Could someone please help me with my below queries?
1. How does pega' OOTB authentication process works - meaning what algorithm, encryption and key it uses to authenticate user on login. Is there any document which I can refer to my security team to provide them a high level flow of authentication process in pega.
2. Due to security audit, we have to remove all OOTB operator IDs from Production environment whether it has Administrator role or not - So is it safe to remove all OOTB operator IDs including Administrator@pega.com? FYI- we are not using any custom agent or schedules as scheduled job are controlled from outside pega.
Yes I happen to read first article but could not find the answer to my audit team's questions. Second article is giving general over-view of related topic and not actually what latest versions of pega actually implements for authentication. I have raised SR for the same to get some information.
I would like to utilize your deep knowledge in pega to get answer to my other 2 related queries"
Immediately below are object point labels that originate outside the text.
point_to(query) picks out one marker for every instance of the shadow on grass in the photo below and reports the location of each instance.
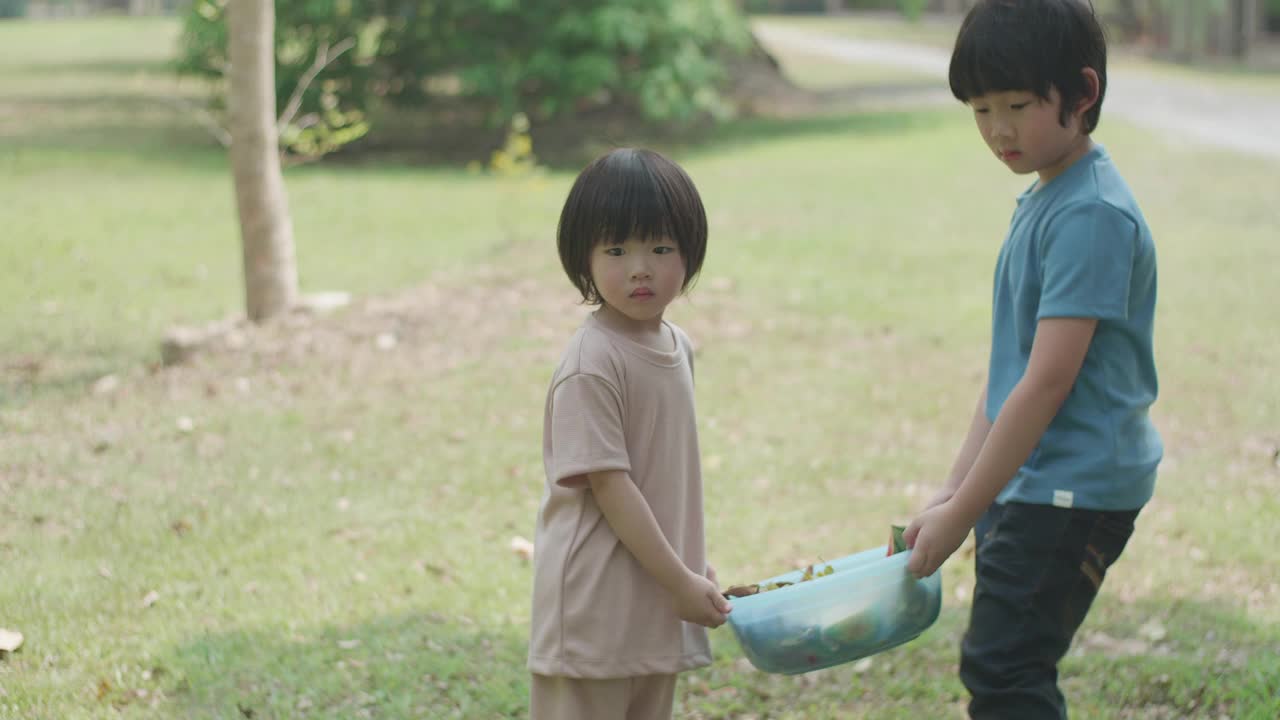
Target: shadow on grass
(393, 668)
(570, 144)
(87, 68)
(1178, 657)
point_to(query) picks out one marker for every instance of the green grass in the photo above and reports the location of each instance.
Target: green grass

1. In case something goes wrong with pega's internal authentication process(lets say authentication encryption/decryption key or token gets corrupted or class gets corrupted) then how does pega overcome and restore its authentication process.
2. By default pega displays "The information you entered was not recognized." error message on unsuccessful login attempt all time whether user id is invalid or password is invalid or password is expired, Can this message be customized to display more specific message to the user.
This document looks like I can find some of my answers, I will go through it and let you know if I need anything else. The only concern is that this document is v5.3 specific so not sure if something has changed in pega 7.
Regarding the second questions, I think you need an operator who has admin role in your production system, so maintenance tasks for example: installing hotfix, troubleshooting a stucked flow can be done easily.
Of course in that case you need to mornitor the security log to insure there is no abuse of the admin user id.
Passwords stored in the PRPC database are salted and hashed (one-way). When a user first connects to PRPC from a browser and is therefore not authenticated, they are prompted for a username and password. The username is matched to an instance in Data-Admin-Opeator-ID. If a match is found the entered password is salted using the same salt found in the operator instance, then hashed, then compared to the stored password. If the values match, the user has successfully authenticated.
Answers to your questions:
1. I'm not sure what is meant by 'something goes wrong', but as you can see from my description that passwords are hashed, not encrypted. So there are no keys involved that could be lost or stolen.
2. The login screen can be customized and I believe this is documented on the PDN, though not exactly sure where. The error message is vague for a very good reason: security. Telling the hacker that their login attempt failed because the password is wrong informs them that they have entered a valid username. Why would we want to give that information to a hacker? I understand that a vague message is not user friendly, but that is the price we must pay for security.
Thank you so much Marty Solomon!! This is really good information for me. Could you please confirm what algorithm are we using in pega v7.1.5 for Password hashing? Is it MD5 or HSA-1? and can we utilize SHA-256 with v7.1.5?